Longevidade, clima, IA e regulação redesenham futuro dos seguros em Portugal

Os seguros do futuro serão inevitavelmente diferentes dos do passado
Galamba de Oliveira argumenta que os riscos enfrentados por famílias e empresas estão em transformação contínua.

No limiar de uma era marcada por incertezas demográficas, climáticas e tecnológicas, o setor segurador português é convocado a repensar a sua própria essência. Em Lisboa, o presidente da Associação Portuguesa de Seguradores alertou que o envelhecimento silencioso da população, a violência crescente dos fenómenos naturais e a aceleração da inteligência artificial não são apenas desafios operacionais — são convites à reinvenção do contrato social entre seguradoras e cidadãos.
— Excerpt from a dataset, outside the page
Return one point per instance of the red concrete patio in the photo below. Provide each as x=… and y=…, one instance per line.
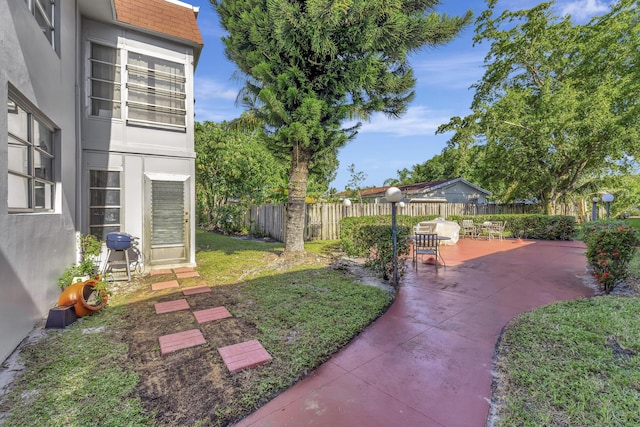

O que está em causa não é apenas a sustentabilidade de um setor, mas a capacidade coletiva de uma sociedade absorver os riscos que o futuro já está a produzir.

  • Metade das habitações portuguesas permanece sem cobertura para riscos naturais, e apenas 18% estão protegidas contra sismos — numa das regiões europeias mais expostas a essa ameaça.
  • A tempestade Kristin causou 1,3 mil milhões de euros em perdas, sinalizando que os eventos climáticos extremos já ultrapassaram a capacidade de resposta dos modelos tradicionais de seguro.
  • Portugueses com 40 anos hoje poderão enfrentar uma queda superior a 50% entre o último salário e a primeira pensão, tornando urgente a criação de produtos de poupança complementar adaptados ao ciclo de vida.
  • O excesso de regulação europeia pesa sobre a competitividade do setor, tendo já levado grandes operadoras como a Liberty a abandonar o mercado português e outros mercados europeus.
  • Insurtechs, seguros embedded e inteligência artificial emergem não como ameaças, mas como instrumentos de transformação que as seguradoras tradicionais precisam de abraçar para sobreviver e crescer.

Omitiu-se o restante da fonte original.